Nesse Coelho (1993, apud Nascimento, 2011) enfatiza que a mulher passou por um
processo de gestação num amadurecimento crescente de sua consciência crítica. Esta se
configura na tentativa de se posicionar em relação à falência do sistema patriarcal e de modelo
comportamental feminino bem como à interdependência nas múltiplas formas de criação
literária. Surge uma nova mulher que tende a partir de uma consciência feminina romper os
limites do próprio eu e mergulhar na esfera do Outro. Isso significa que da submissão a
mulher passa gradativamente à transgressão, isto é, à mudança e redescoberta de novas
dimensões.
Para Hall (2006, p.9), as mudanças estruturais estão transformando as sociedades
modernas no final do século XX e isso significa que está havendo uma fragmentação do
sujeito e das sociedades: ―estas transformações estão mudando nossas identidades pessoais,
abalando a ideia que temos de nós próprios como sujeitos integrados‖. Está acontecendo,
então um ―deslocamento‖ ou ―descentração do sujeito‖ intensificado pela chamada
―globalização‖. No entanto, essas transformações estão relacionadas às particularidades de
aspectos culturais, conforme será demonstrado nos tópicos a seguir.

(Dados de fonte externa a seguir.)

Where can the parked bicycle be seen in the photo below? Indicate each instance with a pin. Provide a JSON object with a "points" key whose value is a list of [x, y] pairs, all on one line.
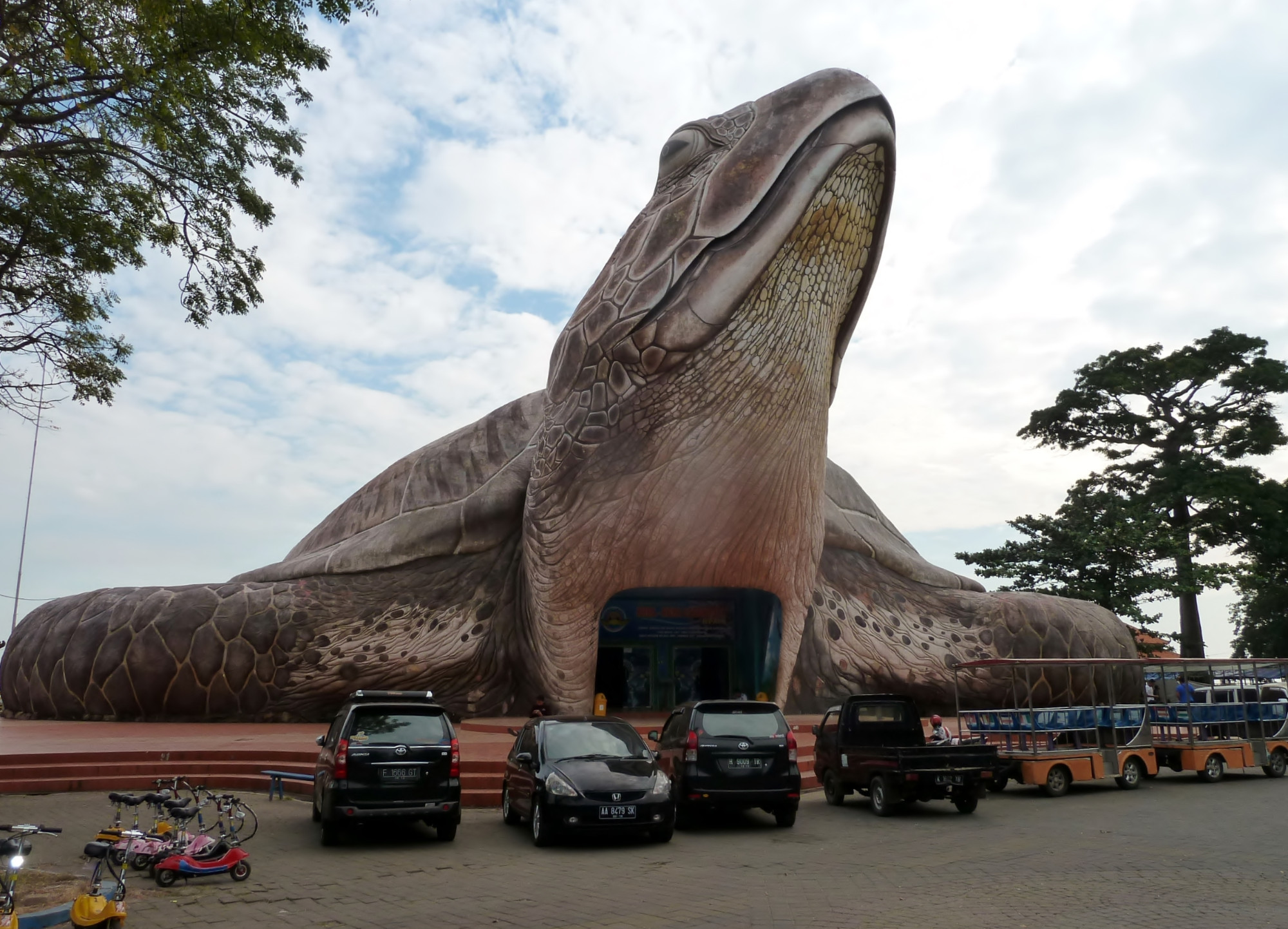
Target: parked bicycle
{"points": [[95, 908], [14, 856]]}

3. DICOTOMIA DE GÊNEROS EM NIKETCHE: UMA HISTÓRIA DE POLIGAMIA
No romance Niketche uma historia de poligamia, de Paulina Chiziane, a autora
retrata questões de gênero, poder masculino, subjugação do feminino e as diferenças
dicotômicas entre os papéis desempenhados por ambos em uma sociedade patriarcal, com
fortes traços arraigados em culturas que constituíram a base da sociedade moderna de
Moçambique, um misto de civilização cristã com forte tradicionalismo tribal.
Rosa Maria, a Rami, é uma mulher cristã nascida no sul de Moçambique, localidade
com fortes aspectos relativos à colonização portuguesa. A personagem é casada com António
Tomás, o Tony, um Oficial de Polícia que, no decorrer do romance, mostra-se, de certa forma,
alheio para com sua esposa, e esta vai aos poucos percebendo que algo está diferente. ―O
Tony é o culpado de tudo isto. Sempre ausente. Primeiro foi uma noite de ausência, depois
outra e mais outra. Tornou-se hábito‖ (CHIZIANE, 2004, p. 12).

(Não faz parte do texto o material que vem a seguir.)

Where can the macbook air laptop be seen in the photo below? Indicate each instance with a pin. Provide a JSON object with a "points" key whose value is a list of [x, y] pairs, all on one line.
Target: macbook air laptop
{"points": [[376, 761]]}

Ao completar vinte anos de casada, Rami descobre que seu marido Tony possui
outras quatro ―esposas‖: Julieta, Luísa, Saly e Mauá Sualé. Ao descrever tal descoberta, Rami
confessa:
O coração do meu Tony é uma constelação de cinco pontos. Um pentágono.
Eu, Rami, sou a primeira dama, rainha mãe. Depois vem a Julieta, a
enganada, ocupando o posto de segunda dama. Segue-se a Luísa, a desejada,
no lugar de terceira dama. Saly, a apetecida, é a quarta. Finalmente a Mauá
Sualé, a amada, a caçulinha, recém adquirida. O nosso lar é um polígono de
seis pontos. É polígamo. Um hexágono amoroso. (CHIZIANE, 2004, p.58).
Com o choque da descoberta da poligamia do marido, Rami entra em um estágio de
total reflexão, pois passa a questionar a sua atual condição de mulher traída e o seu espaço na
sociedade. A princípio, sente-se desamparada e deslocada, questionando sua identidade: ―Na
terra do meu marido sou estrangeira. Na terra de meus pais sou passageira. Não sou de lugar
nenhum. Uma sombra sem sol, nem solo, nem nome.‖ (CHIZIANE, 2004, p.90). Neste
contexto, nota-se o deslocamento e os conflitos internos de uma mulher que não consegue se
situar de forma sólida na sociedade em que ela se encontra, tendo em vista que a mesma não
consegue definir sua própria identidade, de modo a corroborar a crise de identidade de que
fala Bauman (2008). Para esse autor, a identidade na chamada pós-modernidade é instável,
cambiante, móvel. Esse processo, portanto, envolve o sentimento de crise da personagem
Rami.
A partir do fato da descoberta, a personagem principal age de forma a compreender
primeiramente a situação particular em que ela está inclusa, e passa então a lutar pelo seu
casamento. Na voz de Rami: ―Desperto inspirada. Hoje quero mudar o meu mundo. Hoje
quero fazer o que fazem todas as mulheres desta terra. Não é verdade que pelo amor se luta?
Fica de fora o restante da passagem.